Qual è il rapporto coi suoi concittadini?
“Ecco, la differenza che ho trovato rispetto all’altra volta sono i social. I social sono uno strumento drammatico da un punto di vista della disinformazione. Se vai a vedere, in tanti dicono questo servizio non funziona, quest’altro servizio non funziona. Io come sindaco ho accesso ai dati dei tributi e vedere che la gran parte di quelli che si lamenta di più non pagavano nemmeno le tasse, né comunali né statali. Però protestavano per i servizi che con quelle tasse vengono pagati. Per carità, puoi criticare tutto ma prima almeno mettiti in regola tu con la tua città. E guadagni il diritto di criticare il servizio. Non paghi e però dici che schifo di servizio”.
Prima di lasciare Palazzo Ducale, un giudizio di Nanni Campus sui cinque aspiranti successori.
“Nicola Lucchi ha lavorato con me alla nascita del progetto civico, è stato un ottimo assessore, assolutamente. Quindi il giudizio su Nicola è scontato”.
Gli altri quattro?
“Credo che ci siano delle differenze tra i candidati. Sono quasi tutti delle ottime persone, dico quasi perché su alcuni non mi posso assolutamente esprimere. Perché non ritengo nemmeno di dover sprecare tempo per raccontare determinate persone che francamente mi lasciano totalmente indifferente e che rimarranno indifferenti alla città”.
Ok, Palopoli non è il suo preferito: gli altri tre?
“Parliamo di tre brave persone, tre che hanno comunque costruito qualcosa o che stanno costruendo qualcosa nella loro vita: Gavino Mariotti, Mariano Brianda e Giuseppe Mascia. Ma ritengo che rispetto al candidato Lucchi tutti e tre abbiano un problema: lui può andare in campagna elettorale dicendo quello da cui si parte e quello che è già stato fatto. Lucchi ha le prove di quello che questo progetto, questa squadra e quindi anche lui, ha fatto”.
Gli altri possono però annunciare quello che vorrebbero fare di diverso e in campagna elettorale la discontinuità è una buona moneta da spendere.

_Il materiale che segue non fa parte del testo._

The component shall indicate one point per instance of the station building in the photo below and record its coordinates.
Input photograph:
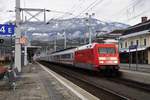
(134, 44)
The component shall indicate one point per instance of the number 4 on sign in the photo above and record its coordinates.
(2, 29)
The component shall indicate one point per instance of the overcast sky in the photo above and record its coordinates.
(126, 11)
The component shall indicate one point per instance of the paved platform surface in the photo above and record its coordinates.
(36, 84)
(140, 73)
(138, 67)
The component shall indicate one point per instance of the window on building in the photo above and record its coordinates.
(137, 42)
(125, 44)
(131, 43)
(144, 42)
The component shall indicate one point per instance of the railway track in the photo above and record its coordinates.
(97, 90)
(103, 87)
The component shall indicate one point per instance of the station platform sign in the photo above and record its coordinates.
(6, 29)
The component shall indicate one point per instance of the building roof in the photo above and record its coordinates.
(137, 28)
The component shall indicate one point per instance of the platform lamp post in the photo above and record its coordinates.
(89, 25)
(17, 38)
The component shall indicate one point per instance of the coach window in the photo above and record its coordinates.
(121, 45)
(144, 42)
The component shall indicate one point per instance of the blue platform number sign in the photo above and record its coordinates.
(7, 29)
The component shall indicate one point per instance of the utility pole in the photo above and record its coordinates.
(17, 38)
(65, 40)
(25, 51)
(89, 26)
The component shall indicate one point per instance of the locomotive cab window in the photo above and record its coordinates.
(107, 50)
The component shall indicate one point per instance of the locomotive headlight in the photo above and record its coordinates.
(101, 62)
(113, 58)
(116, 62)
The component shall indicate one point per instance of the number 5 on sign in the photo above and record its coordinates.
(2, 29)
(7, 29)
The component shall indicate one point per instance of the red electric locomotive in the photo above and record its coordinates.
(95, 56)
(103, 57)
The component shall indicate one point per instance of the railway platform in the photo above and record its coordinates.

“È chiaro che in qualche maniera parlare di discontinuità possa essere efficace, il problema è se si cerca la discontinuità rispetto a chi ha portato 35 milioni di euro al centro storico. Io mi vantavo di aver portato nell’altro mandato 28 milioni, mai avrei pensato che si potesse superare quel risultato”.
Non si può dire che i problemi del centro storico di Sassari siano stati risolti…
“Si parla di ripopolare il centro storico, ma chi sta mettendo mano all’Hotel Turritania per farne 28 appartamenti? Eppure il Turritania è lì da 50 anni. Vogliamo dire che si poteva fare di più? Chiaramente si può sempre fare di più. Penso al centrosinistra che vuole andare in discontinuità con i civici. E in questi 15 anni cosa avete fatto? Mascia è sicuramente un bravo ragazzo, ma quel governo la città l’ha conosciuto per quindici anni e in questi quindici anni al centro storico hanno disegnato una tartaruga al Turritania. Non hanno fatto altro”.